The currency game is not for the faint of heart

Thu, Sep 8th 2011, 10:08 AM

As the U.S. dollar continues to slide, and the euro remains unstable, global investors are starting to turn their heads and look elsewhere when it comes to currency exposure.
One haven in which investors are ducking cover is the Swiss franc.
In fact, the currency is skyrocketing as traders search for stability in volatile times, forcing its Central Bank on Tuesday to set a ceiling on its value.
However, this recent trend doesn't impress Kevin Burrows, the Senior Vice President at CFAL.
"Really, they say, for the most part, trading currencies is a mug's game," he said.
"It is very difficult to forecast the short-time direction of foreign currencies.  That said, because of the quantitative easing in the U.S., investors are fundamentally very concerned about all paper currencies.
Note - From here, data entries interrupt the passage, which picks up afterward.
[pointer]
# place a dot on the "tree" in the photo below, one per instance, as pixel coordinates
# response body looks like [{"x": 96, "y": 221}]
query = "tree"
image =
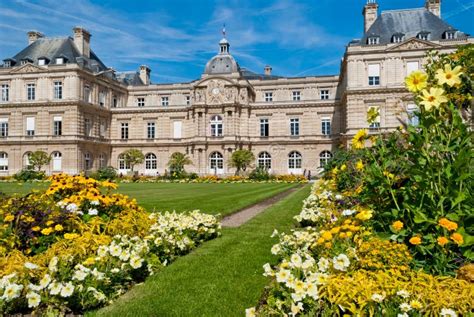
[
  {"x": 177, "y": 162},
  {"x": 241, "y": 159},
  {"x": 38, "y": 159},
  {"x": 133, "y": 157}
]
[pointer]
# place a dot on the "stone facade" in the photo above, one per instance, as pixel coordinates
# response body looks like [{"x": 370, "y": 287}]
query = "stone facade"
[{"x": 292, "y": 124}]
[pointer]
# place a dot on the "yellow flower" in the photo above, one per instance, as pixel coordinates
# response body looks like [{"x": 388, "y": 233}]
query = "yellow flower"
[
  {"x": 397, "y": 225},
  {"x": 416, "y": 81},
  {"x": 449, "y": 76},
  {"x": 415, "y": 240},
  {"x": 433, "y": 98},
  {"x": 456, "y": 237},
  {"x": 359, "y": 138}
]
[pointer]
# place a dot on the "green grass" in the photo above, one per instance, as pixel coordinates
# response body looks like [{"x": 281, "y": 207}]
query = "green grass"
[{"x": 223, "y": 277}]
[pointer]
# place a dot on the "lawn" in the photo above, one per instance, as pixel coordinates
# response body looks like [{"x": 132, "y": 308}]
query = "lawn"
[
  {"x": 209, "y": 198},
  {"x": 220, "y": 278}
]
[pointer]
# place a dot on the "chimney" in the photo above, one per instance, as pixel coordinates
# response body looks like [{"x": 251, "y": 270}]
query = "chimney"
[
  {"x": 82, "y": 39},
  {"x": 370, "y": 14},
  {"x": 268, "y": 70},
  {"x": 33, "y": 36},
  {"x": 434, "y": 6},
  {"x": 145, "y": 74}
]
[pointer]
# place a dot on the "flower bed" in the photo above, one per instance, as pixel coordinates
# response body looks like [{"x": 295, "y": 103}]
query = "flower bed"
[{"x": 77, "y": 246}]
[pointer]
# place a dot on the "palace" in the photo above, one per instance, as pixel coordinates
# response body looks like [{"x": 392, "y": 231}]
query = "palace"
[{"x": 57, "y": 96}]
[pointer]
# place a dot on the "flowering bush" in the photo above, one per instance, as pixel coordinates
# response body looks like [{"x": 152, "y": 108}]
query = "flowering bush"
[{"x": 77, "y": 246}]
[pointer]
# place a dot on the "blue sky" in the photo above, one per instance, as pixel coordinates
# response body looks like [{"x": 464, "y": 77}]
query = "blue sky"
[{"x": 177, "y": 37}]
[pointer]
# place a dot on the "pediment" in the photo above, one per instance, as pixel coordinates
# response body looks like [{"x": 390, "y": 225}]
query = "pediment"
[
  {"x": 413, "y": 44},
  {"x": 28, "y": 68}
]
We are seeing a lot more interest in a defensive mechanism."
The strategy of buying Swiss francs has created its fair share of problems, Burrows pointed out.  The Swiss, known as exporters, are cognoscent that an inflated franc isn't good for business.  It also makes everything in the country particularly expensive for anyone not earning that currency.
"Switzerland is a small and very open economy.  Every second franc is earned abroad.  A massive overvaluation carries the risk of recession as well as deflationary developments," said Phillip Hildebrand, Chair of the Central Bank's governing board.
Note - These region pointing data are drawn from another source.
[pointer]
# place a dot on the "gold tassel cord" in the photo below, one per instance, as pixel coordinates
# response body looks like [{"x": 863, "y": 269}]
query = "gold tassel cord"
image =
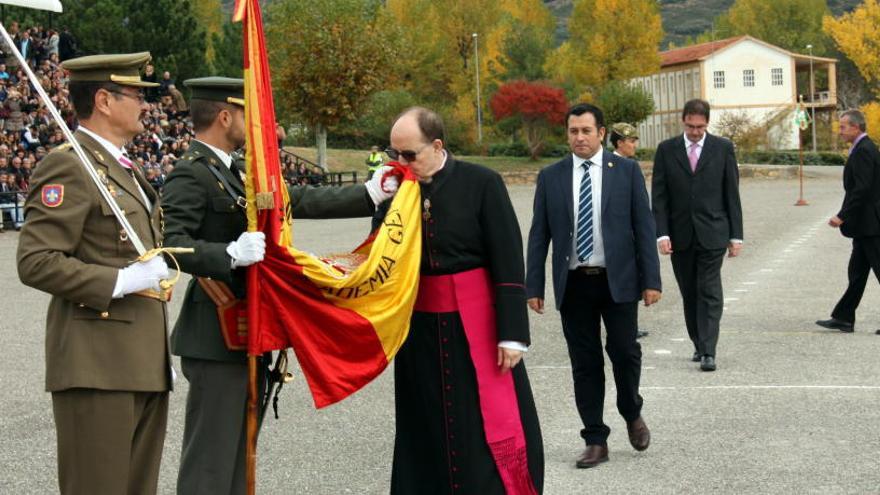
[{"x": 165, "y": 285}]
So with the safe haven in Switzerland getting a little crowded, should investors be seeking other currency opportunities?
Well, in Burrow's mind, the U.S. dollar is in a long-term decline.
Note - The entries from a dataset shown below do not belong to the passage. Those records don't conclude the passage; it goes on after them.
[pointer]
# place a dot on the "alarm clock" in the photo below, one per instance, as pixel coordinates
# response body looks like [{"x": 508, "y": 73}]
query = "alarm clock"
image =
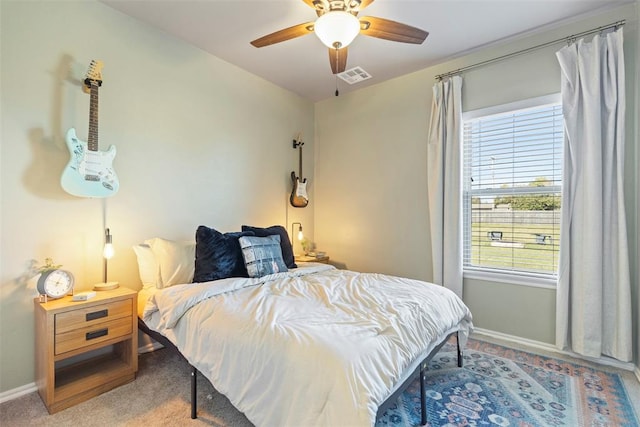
[{"x": 55, "y": 283}]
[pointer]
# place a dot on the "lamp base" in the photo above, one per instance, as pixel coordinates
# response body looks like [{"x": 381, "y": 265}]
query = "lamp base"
[{"x": 105, "y": 286}]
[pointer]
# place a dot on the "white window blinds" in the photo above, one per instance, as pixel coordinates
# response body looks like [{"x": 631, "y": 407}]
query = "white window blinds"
[{"x": 512, "y": 189}]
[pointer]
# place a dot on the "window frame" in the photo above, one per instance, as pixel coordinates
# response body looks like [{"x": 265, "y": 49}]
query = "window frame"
[{"x": 513, "y": 277}]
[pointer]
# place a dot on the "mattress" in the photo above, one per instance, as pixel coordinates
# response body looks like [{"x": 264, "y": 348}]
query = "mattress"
[{"x": 312, "y": 346}]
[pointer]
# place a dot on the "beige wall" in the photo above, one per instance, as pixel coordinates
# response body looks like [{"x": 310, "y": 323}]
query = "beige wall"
[
  {"x": 372, "y": 209},
  {"x": 199, "y": 142}
]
Although China and other Asian currencies have resisted rising valuation for trade purposes, much to the disdain of the U.S., it is more or less inevitable that there will be a shift sooner rather than later.
"I don't think the U.S. dollar weakness will be as disorderly as it has been this week - it will level off," Burrows added.
"But most investors think it will gradually weaken, but not so much that it destroys the rationale of investing in U.S. assets."
Burrows said Scandinavian currencies, such as the Swedish krona or the Norwegian kroner are traditionally very stable places to park your cash.
They are certainly much safer than the euro, he explained.
"I think it has definite issues.  It has survival issues, frankly.  The German courts have approved the government's ability to finance the peripheral countries, but the euro is inherently not a stable construct and I think we're seeing the pressures starting to build."
With all of this in mind, Burrows said there are clearly some currencies that are more stable than others.  But generally speaking, even the most seasoned global investors take caution when it comes to playing the money game.  You can play a long-term view with success, he pointed out, but trading on a daily or weekly basis is "very difficult to do".
If you're really seeking a solid hedge, the best bet right now, Burrows said, is gold.
Flirting with nearly $1,900 per ounce, the precious metal is an excellent hedge against paper currencies, thus why its value has risen considerably over the past year or so.
"Gold is reasserting itself as the currency of last resort," he said.  "It has no central bank that can print unlimited amounts of gold to weaken it."